Mantendo coerência com a declaração de gastos feita ao TRE, o secretário-geral do PSDB gaúcho, Carlos Calegaro, admite sem reservas a contratação de pessoas para o trabalho de militância. “Temos uma militância espontânea, algumas centenas de pessoas que pegam a bandeira e vão para a rua. Mas boa parte do pessoal é indicado por pessoas vinculadas ao partido, especialmente nossas lideranças dentro de comunidades e vilas”. E garante: “Todos os partidos fazem isso, é uma prática corrente em época eleitoral”.

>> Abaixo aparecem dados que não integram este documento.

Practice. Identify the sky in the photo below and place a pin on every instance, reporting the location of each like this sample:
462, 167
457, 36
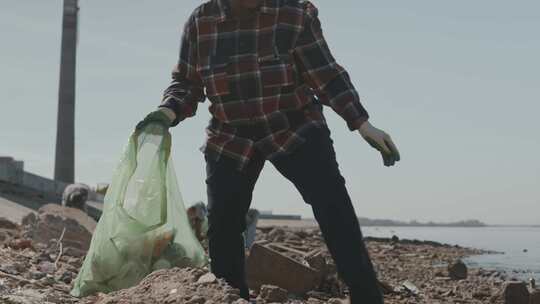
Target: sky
455, 83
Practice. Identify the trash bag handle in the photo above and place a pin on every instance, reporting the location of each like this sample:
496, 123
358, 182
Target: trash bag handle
164, 149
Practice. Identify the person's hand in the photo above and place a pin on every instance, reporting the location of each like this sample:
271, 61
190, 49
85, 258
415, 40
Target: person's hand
163, 116
381, 141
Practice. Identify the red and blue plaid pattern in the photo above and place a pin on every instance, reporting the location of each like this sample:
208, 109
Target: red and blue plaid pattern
265, 77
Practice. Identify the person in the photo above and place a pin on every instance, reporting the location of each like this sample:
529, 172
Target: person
267, 70
75, 196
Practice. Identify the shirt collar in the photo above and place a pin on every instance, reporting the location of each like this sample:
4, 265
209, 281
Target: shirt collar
225, 13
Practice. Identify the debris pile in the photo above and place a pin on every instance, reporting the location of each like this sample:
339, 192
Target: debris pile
34, 272
286, 265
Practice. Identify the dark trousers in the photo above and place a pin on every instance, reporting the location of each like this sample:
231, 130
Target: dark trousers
313, 170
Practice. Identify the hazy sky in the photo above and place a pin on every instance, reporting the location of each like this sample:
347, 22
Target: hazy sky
456, 84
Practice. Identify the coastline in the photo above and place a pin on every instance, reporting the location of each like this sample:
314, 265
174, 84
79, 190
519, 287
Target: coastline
410, 271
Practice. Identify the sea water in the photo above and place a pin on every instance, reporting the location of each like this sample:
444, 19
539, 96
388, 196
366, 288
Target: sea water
520, 246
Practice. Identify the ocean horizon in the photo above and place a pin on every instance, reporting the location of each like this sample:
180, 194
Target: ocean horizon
517, 247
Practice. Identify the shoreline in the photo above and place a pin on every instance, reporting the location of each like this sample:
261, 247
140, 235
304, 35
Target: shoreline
410, 271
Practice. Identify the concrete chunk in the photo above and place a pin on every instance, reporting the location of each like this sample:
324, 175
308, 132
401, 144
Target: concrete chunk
268, 267
516, 293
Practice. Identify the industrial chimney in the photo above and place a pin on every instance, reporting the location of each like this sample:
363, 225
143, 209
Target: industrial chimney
64, 168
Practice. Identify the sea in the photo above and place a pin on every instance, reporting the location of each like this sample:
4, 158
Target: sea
519, 247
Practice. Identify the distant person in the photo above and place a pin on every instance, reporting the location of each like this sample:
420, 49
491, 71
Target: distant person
198, 219
267, 70
75, 196
252, 218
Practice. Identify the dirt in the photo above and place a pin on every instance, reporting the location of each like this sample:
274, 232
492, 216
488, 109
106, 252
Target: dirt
409, 272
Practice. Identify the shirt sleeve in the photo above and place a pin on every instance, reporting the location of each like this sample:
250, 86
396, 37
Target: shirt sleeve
323, 74
186, 89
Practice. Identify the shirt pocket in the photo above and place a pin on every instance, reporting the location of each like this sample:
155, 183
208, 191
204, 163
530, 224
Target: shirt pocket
276, 71
216, 78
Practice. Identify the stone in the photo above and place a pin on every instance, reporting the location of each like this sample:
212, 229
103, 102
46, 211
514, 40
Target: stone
29, 219
336, 301
515, 292
196, 300
52, 219
457, 270
265, 266
36, 275
7, 224
317, 261
276, 235
66, 277
534, 297
20, 244
207, 279
272, 294
47, 267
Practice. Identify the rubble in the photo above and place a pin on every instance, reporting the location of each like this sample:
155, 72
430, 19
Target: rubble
457, 270
409, 272
266, 266
174, 286
273, 294
534, 297
54, 221
516, 293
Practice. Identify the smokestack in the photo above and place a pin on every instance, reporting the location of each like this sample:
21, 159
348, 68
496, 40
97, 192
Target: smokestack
64, 169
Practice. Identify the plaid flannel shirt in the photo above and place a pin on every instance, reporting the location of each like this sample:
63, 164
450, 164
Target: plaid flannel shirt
266, 78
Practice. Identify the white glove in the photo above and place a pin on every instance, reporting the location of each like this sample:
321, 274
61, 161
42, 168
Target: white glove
170, 113
381, 141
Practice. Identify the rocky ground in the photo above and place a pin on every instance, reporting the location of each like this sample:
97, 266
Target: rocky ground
409, 272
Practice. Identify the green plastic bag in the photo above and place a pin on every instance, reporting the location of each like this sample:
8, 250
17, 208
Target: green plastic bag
144, 225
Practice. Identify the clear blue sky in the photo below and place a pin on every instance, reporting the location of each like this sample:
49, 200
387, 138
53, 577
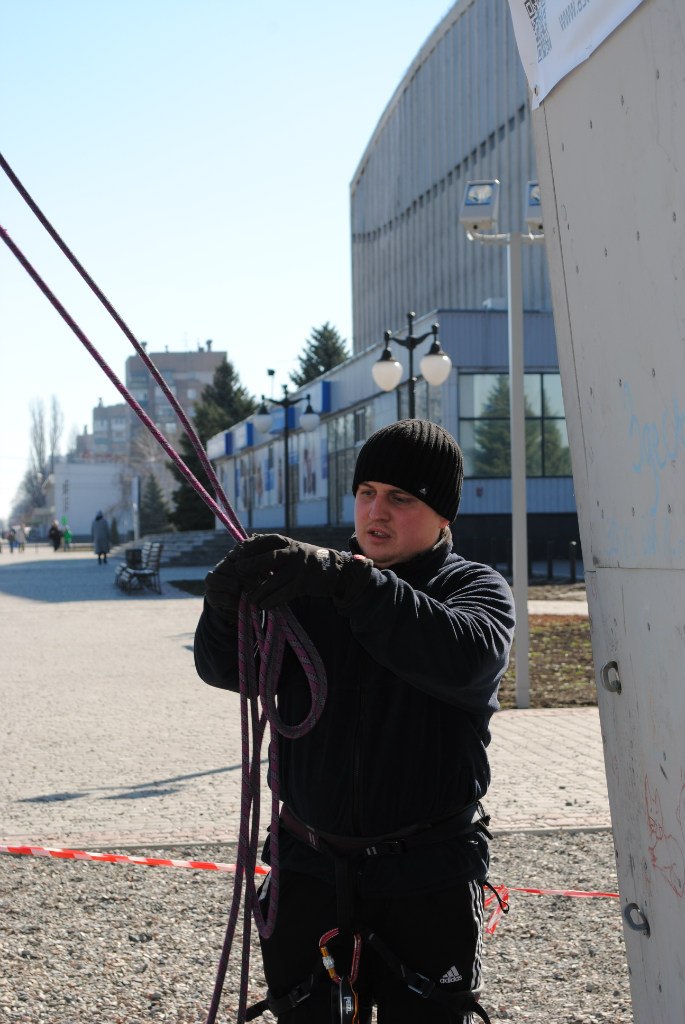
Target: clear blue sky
197, 158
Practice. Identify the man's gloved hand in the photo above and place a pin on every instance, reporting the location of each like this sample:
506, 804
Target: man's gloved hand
274, 569
223, 588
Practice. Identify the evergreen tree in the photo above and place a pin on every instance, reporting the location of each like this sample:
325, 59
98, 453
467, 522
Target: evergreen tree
114, 531
154, 510
324, 349
222, 403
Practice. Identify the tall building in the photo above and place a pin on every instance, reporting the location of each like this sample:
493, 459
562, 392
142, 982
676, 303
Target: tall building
111, 431
461, 113
185, 373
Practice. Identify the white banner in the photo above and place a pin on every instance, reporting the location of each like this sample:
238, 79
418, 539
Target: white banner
555, 36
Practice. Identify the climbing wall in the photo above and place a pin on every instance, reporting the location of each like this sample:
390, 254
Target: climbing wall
610, 146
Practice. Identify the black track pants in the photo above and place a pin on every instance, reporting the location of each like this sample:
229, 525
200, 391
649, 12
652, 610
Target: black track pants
437, 934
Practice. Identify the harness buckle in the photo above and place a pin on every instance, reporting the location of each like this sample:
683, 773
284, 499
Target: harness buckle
388, 848
299, 993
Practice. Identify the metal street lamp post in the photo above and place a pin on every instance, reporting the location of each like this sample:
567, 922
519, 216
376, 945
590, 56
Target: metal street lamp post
478, 216
435, 366
263, 422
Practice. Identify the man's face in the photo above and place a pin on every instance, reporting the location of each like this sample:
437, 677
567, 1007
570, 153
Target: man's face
392, 526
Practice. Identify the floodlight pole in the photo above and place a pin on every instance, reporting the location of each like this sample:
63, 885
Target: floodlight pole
519, 535
519, 531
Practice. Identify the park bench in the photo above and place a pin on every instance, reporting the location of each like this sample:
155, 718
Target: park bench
143, 574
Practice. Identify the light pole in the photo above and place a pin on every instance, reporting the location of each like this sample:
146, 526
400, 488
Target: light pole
435, 366
479, 216
263, 422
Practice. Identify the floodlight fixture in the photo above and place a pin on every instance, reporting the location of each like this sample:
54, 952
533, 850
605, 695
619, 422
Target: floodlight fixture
533, 209
480, 206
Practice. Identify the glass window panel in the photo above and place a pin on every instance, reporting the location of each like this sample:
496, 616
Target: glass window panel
531, 394
553, 403
557, 454
483, 394
533, 448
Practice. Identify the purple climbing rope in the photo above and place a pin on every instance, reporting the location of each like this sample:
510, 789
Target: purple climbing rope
265, 636
190, 432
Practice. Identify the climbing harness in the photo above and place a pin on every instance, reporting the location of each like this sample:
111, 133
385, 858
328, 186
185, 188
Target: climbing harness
261, 636
346, 852
347, 1003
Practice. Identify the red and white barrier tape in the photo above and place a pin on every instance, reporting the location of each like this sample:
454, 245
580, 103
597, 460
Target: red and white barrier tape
502, 896
120, 858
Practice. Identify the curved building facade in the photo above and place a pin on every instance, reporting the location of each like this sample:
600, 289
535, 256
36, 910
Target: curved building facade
461, 113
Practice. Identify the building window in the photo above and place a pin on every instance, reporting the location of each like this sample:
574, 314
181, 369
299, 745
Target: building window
345, 435
484, 432
427, 401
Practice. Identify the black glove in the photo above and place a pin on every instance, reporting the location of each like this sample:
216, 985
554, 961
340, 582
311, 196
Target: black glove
274, 569
223, 589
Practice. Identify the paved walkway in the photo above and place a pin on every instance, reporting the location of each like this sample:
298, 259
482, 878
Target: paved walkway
110, 739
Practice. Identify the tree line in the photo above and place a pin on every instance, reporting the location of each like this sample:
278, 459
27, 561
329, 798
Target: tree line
222, 403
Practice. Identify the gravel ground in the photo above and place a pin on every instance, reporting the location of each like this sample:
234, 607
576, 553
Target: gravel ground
122, 944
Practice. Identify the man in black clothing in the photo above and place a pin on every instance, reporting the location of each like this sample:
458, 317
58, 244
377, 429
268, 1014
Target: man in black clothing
382, 834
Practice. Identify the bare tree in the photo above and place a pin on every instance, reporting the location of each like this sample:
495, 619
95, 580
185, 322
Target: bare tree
38, 455
56, 429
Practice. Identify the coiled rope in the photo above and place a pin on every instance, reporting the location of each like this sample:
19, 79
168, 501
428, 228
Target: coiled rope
261, 638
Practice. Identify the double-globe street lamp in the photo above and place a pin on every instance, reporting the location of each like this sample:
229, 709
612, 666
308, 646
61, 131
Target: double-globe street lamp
478, 216
263, 422
435, 365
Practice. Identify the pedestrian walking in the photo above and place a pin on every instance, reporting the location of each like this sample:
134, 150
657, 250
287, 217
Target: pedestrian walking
383, 843
54, 535
99, 532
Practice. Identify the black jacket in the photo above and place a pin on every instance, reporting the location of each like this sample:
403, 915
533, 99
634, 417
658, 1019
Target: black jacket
413, 670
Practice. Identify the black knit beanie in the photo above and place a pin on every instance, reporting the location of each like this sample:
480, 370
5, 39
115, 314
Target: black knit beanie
419, 457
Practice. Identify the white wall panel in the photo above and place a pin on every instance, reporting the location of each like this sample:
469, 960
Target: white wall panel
610, 157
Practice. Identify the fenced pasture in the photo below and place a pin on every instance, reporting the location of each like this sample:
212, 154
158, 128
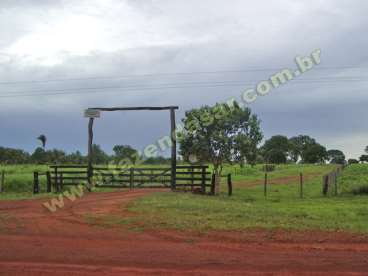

Essas pessoas ficam encarregadas do trabalho de convencimento nas ruas, fazendo bandeiraços, distribuindo panfletos e, eventualmente, fazendo até visitas de casa em casa. Calegaro revela também que são feitos diferentes contratos, dependendo da atribuição de cada grupo de militantes. “Pagamos um valor diário, fornecemos lanche em alguns casos; pagamos meia diária para quem não faz o turno completo. Existem vários contratos diferentes, dependendo da circunstância”. O secretário exemplifica: “Eu saio para atividades de campanha, mas não posso passar o dia todo envolvido nelas, nem visitar todos os locais que gostaria. Assim é, também, para todos que estão participando diretamente da eleição. Essas pessoas que contratamos ampliam nosso alcance, e embelezam muito nossa campanha”.